If you want to add support for more authentication providers for that scheme, Kiota abstractions offer a class to use in combination with your own implementation of an access token provider. You only need to implement the access token acquisition sequence and not the header composition and addition.
public class BaseBearerTokenAuthenticationProvider
{
public BaseBearerTokenAuthenticationProvider(IAccessTokenProvider tokenProvider) {
}
}
type BaseBearerTokenAuthenticationProvider struct {
accessTokenProvider AccessTokenProvider
}
public class BaseBearerTokenAuthenticationProvider {
public BaseBearerTokenAuthenticationProvider(@Nonnull final AccessTokenProvider accessTokenProvider) {
this.accessTokenProvider = Objects.requireNonNull(accessTokenProvider);
}
}
class BaseBearerTokenAuthenticationProvider {
public function __construct(AccessTokenProvider $accessTokenProvider) {
}
}
class BaseBearerTokenAuthenticationProvider
def initialize(access_token_provider)
end
end
export class BaseBearerTokenAuthenticationProvider {
public constructor (
public readonly accessTokenProvider: AccessTokenProvider
) {}
}
Note
Please leverage the same approach if you want to add support for new authentication schemes where the authentication scheme composition logic is implemented in a base class so it can be reused across multiple providers.
Microsoft Entra Identity authentication provider
The Azure authentication package contains an authentication provider that relies on Microsoft Entra Identity to get access tokens and implements bearer authentication. It can effectively be used for any client making requests to APIs secured by the Microsoft Entra Identity Platform.
Anonymous authentication provider
Some APIs don't require any authentication and can be queried anonymously. For this scenario, the abstractions packages provide an AnonymousAuthenticationProvider, which serves as a placeholder and performs no operation.
API key authentication provider
Some APIs simply rely on an API key for authentication in the request query parameters or in the request headers. For this scenario, the abstractions packages provide an ApiKeyAuthenticationProvider.
This provider allows you to:
Set the name of the request header/query parameter. (for example Authorization)
Set the value of the request header/query parameter. (for example Basic base64encodedValue)
Choose whether the provided name and value are used for a request header or for a query parameter.
Note
This authentication provider does not perform any encoding of the key or the value, if the authentication scheme requires any encoding, it needs to be performed before the values are passed to the provider. For example with basic authentication, you'll need to base64 encode the "userId:password" pair before passing it to the provider.
Choose your authentication provider
Does the target API require no authentication? Use the anonymous authentication provider.
Is the API protected by Microsoft Identity Platform? Use the Azure Identity authentication provider.
Is the authentication implemented via an API key in the query parameters or headers?
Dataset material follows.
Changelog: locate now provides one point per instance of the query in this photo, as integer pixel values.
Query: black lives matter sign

Use the API key authentication provider.
Is the authentication implemented via a bearer token in the Authorization header? Use a custom access token provider with the Base bearer token authentication provider.
Anything else, use a custom authentication provider.
Design considerations
The default request adapters used by generated clients to make an HTTP request require an authentication provider as a constructor parameter, and call the authenticate request method themselves. An alternative could be to use HTTP client middleware handlers instead. This approach was a deliberate design decision to:
Lead application developer to make a conscious choice about authenticating with the API.
Enable reusability through interfaces defined to work with Request Information, limiting interdependencies.